There is something about 6:47 a.m. that my emotions can’t hide behind. They can hide behind 1:23 p.m. when I’m at my desk gulping down a cup of afternoon coffee. And they can hide behind 10:12 p.m. when the day’s events have finally worn me out and I doze off to Hey Arnold! while lying on the couch. But my emotions can’t hide behind 6:47 a.m. when I am 17 minutes into the day and all too aware of what I’m thinking and how I’m feeling. At 6:47 a.m., I am in tune with the stitches of my heart that are coming undone.
Mornings are both beautiful and unforgiving in that way.

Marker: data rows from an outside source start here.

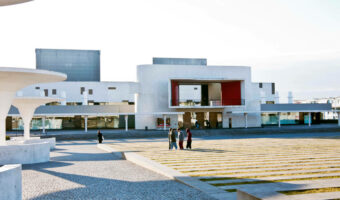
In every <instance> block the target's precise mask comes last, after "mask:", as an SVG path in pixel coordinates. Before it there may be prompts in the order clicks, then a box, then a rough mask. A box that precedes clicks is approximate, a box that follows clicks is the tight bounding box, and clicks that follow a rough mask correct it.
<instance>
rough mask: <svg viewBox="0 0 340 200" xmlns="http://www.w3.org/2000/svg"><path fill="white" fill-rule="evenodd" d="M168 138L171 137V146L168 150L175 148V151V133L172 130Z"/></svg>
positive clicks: (176, 147)
mask: <svg viewBox="0 0 340 200" xmlns="http://www.w3.org/2000/svg"><path fill="white" fill-rule="evenodd" d="M170 137H171V146H170V148H171V149H173V148H174V147H175V148H176V150H177V144H176V133H175V130H174V129H172V130H171V136H170Z"/></svg>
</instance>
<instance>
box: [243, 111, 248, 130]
mask: <svg viewBox="0 0 340 200" xmlns="http://www.w3.org/2000/svg"><path fill="white" fill-rule="evenodd" d="M244 117H245V123H246V124H245V128H248V113H244Z"/></svg>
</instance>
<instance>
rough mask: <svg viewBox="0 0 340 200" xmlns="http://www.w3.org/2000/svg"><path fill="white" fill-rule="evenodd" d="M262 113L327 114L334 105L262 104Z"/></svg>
mask: <svg viewBox="0 0 340 200" xmlns="http://www.w3.org/2000/svg"><path fill="white" fill-rule="evenodd" d="M261 111H262V112H325V111H332V104H328V103H318V104H316V103H310V104H309V103H308V104H288V103H287V104H261Z"/></svg>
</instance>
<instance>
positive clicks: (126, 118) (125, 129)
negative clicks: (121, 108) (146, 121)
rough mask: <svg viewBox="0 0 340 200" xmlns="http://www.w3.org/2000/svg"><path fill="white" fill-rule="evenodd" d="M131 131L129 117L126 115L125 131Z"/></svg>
mask: <svg viewBox="0 0 340 200" xmlns="http://www.w3.org/2000/svg"><path fill="white" fill-rule="evenodd" d="M128 130H129V115H125V131H128Z"/></svg>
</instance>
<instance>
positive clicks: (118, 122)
mask: <svg viewBox="0 0 340 200" xmlns="http://www.w3.org/2000/svg"><path fill="white" fill-rule="evenodd" d="M153 61H154V63H153V64H150V65H139V66H137V81H136V82H81V81H77V82H74V81H68V82H60V83H48V84H36V85H31V86H29V87H26V88H25V89H23V90H22V91H21V93H22V94H23V96H37V95H41V94H42V95H43V96H46V97H53V98H64V99H66V101H64V102H65V103H62V104H61V105H64V106H76V107H79V109H85V108H86V106H89V107H91V106H104V107H105V106H108V110H110V109H111V107H110V108H109V106H118V107H122V109H117V111H115V112H110V113H113V114H114V115H115V116H113V117H114V118H112V119H101V121H97V122H94V120H96V119H95V118H91V119H90V118H89V120H91V124H93V123H98V124H99V123H104V122H105V123H109V122H107V120H109V121H110V120H111V121H112V120H114V124H116V125H112V126H107V127H123V125H122V124H119V125H117V123H123V121H124V120H123V118H124V117H126V116H127V115H129V116H130V115H135V118H134V121H131V123H134V128H136V129H145V128H148V129H163V128H164V129H165V128H169V127H172V128H177V127H185V128H186V127H193V126H197V127H199V128H202V127H209V128H210V127H211V128H239V127H260V126H261V103H277V102H278V101H277V99H278V96H277V92H276V91H275V84H274V83H254V82H252V81H251V68H250V67H247V66H210V65H207V60H206V59H183V58H182V59H173V58H154V59H153ZM54 105H55V106H58V105H56V104H54ZM81 106H82V107H81ZM65 108H67V107H65ZM79 109H78V110H79ZM101 109H102V107H101ZM51 110H63V113H62V114H63V116H65V117H72V116H73V117H75V118H76V119H75V120H74V123H76V124H77V125H75V127H82V126H84V125H81V124H79V123H80V121H81V120H83V121H84V120H85V118H86V120H85V121H86V122H87V119H88V117H90V116H91V115H92V116H96V117H99V118H100V117H109V116H108V115H107V114H105V113H102V115H101V113H99V112H93V113H92V111H91V112H78V111H77V113H70V112H72V110H73V107H72V109H71V107H70V109H56V108H53V109H51ZM94 110H96V109H94ZM38 111H39V109H38ZM121 111H122V112H121ZM82 113H83V114H82ZM84 113H85V114H84ZM36 114H37V113H36ZM11 116H13V117H15V115H11ZM36 116H39V117H49V116H51V117H52V116H53V117H56V115H55V114H54V113H44V114H41V113H39V114H38V115H36ZM81 116H82V117H83V118H84V119H81V118H79V117H81ZM132 117H133V116H132ZM124 119H125V118H124ZM56 120H59V121H60V119H56ZM67 120H68V121H70V123H71V121H72V119H69V118H68V119H67ZM131 120H133V119H131ZM118 121H119V122H118ZM125 122H127V120H125ZM129 122H130V118H129ZM72 123H73V122H72ZM82 123H83V122H82ZM89 123H90V122H89ZM64 124H65V126H66V125H69V123H68V122H66V123H64V122H59V125H60V126H63V125H64ZM86 124H87V123H86ZM197 124H198V125H197ZM60 126H58V127H60ZM129 126H130V125H129Z"/></svg>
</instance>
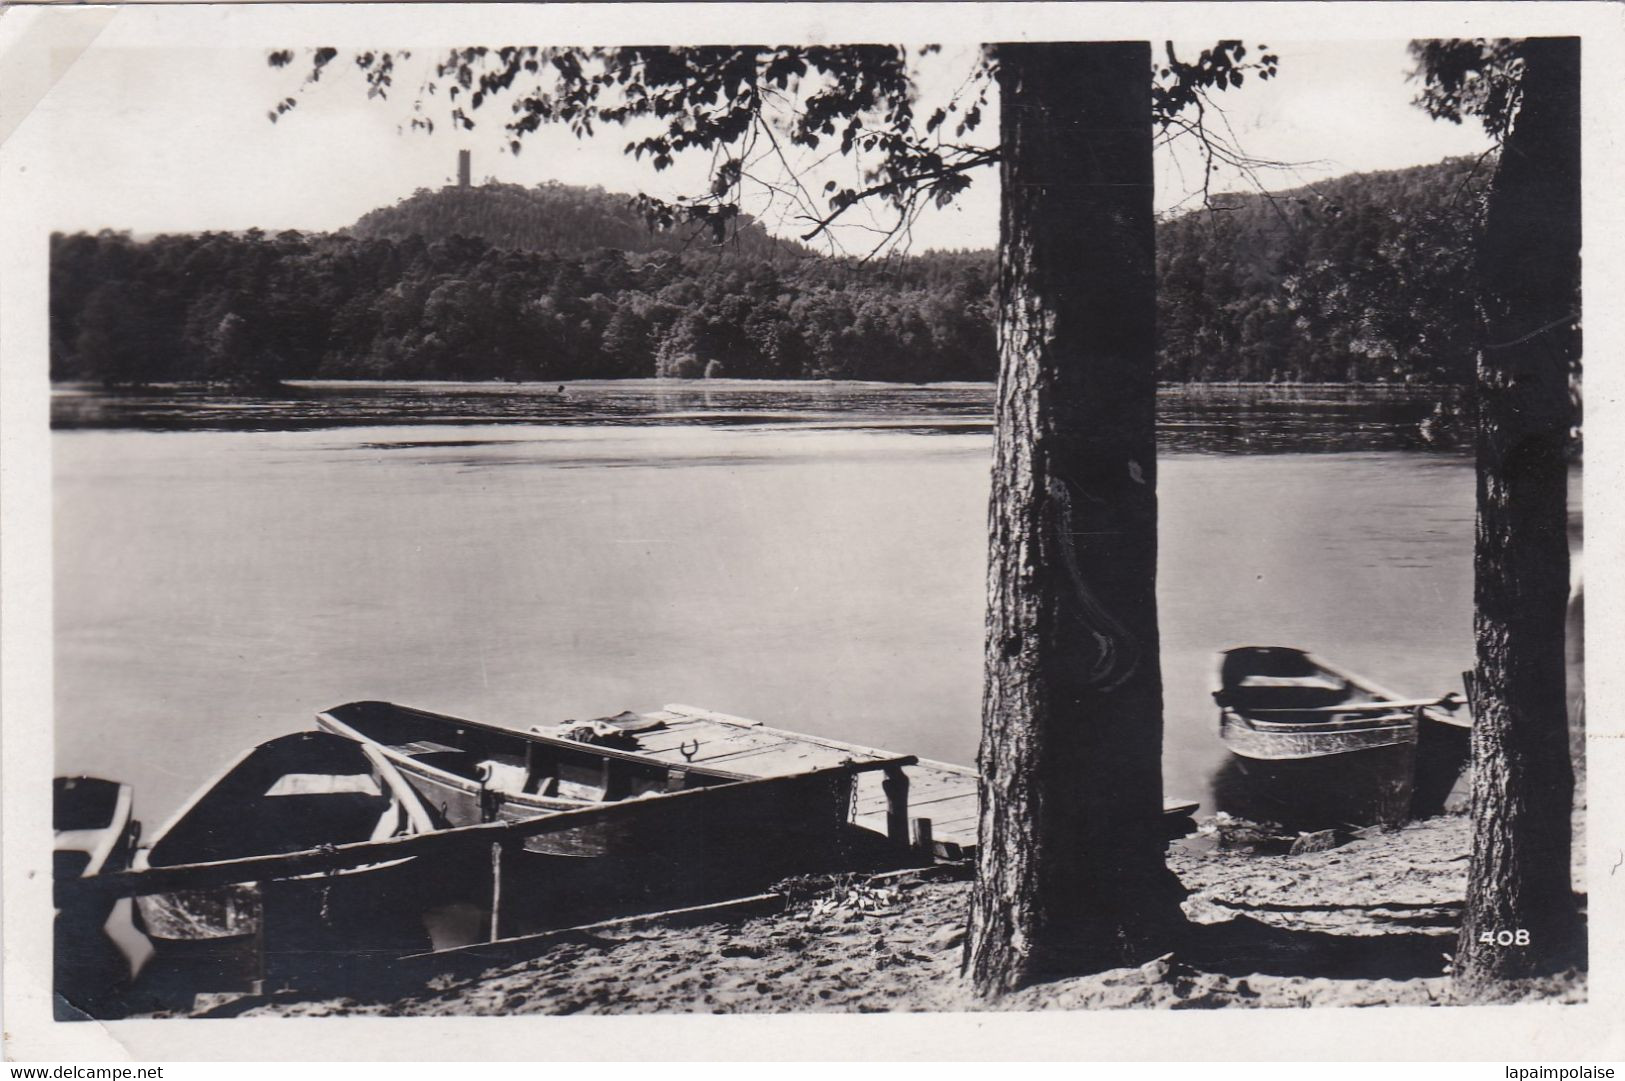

In the time since I’ve substituted my essays with other people’s love stories on this space, I wrote and concluded a love story of my own. The country imploded overnight. I danced at a friend’s wedding and shouted “Surprise!” at another friend’s going away party. I’ve watched some of my closest friends move up north and out west in a short span of time. I dug my feet into the hole I feel from not busying myself with plans for a showcase next year. I traded in publicly pouring out my heart for doing it semi-privately in other places. Some nights I told myself that I would write, only to end up opting for MSNBC viewing and 9 p.m. naps instead.
That is the thing about your twenties, and maybe that is the thing about life. You have to ride the waves when they’re high, but you owe it to yourself to ride them when they’re crashing, too.
These days, and particularly some of these recent moments, are less about getting over things and more about moving through them. Feeling them. Letting the reality bite and allowing the truth to sting. I am detached from quotable inspiration plastered to Instagram feeds, urging me to bounce back in less than 60 seconds. These days I am most drawn to letting my emotions breathe and take shape.
So, I am reeling and dealing and fighting to hold fast to faith. I am laughing and crying and feeling it out as I go. I am thinking and contemplating and sometimes only coming up with blanks. I am reminiscing and reflecting and missing summer sunsets from early September. I am craving what once was, flinching at what it became, and grappling with what will be. I am reconfiguring all of my jagged jigsaw pieces in hopes of remaining whole. I am certainly not getting over, but I am absolutely moving through.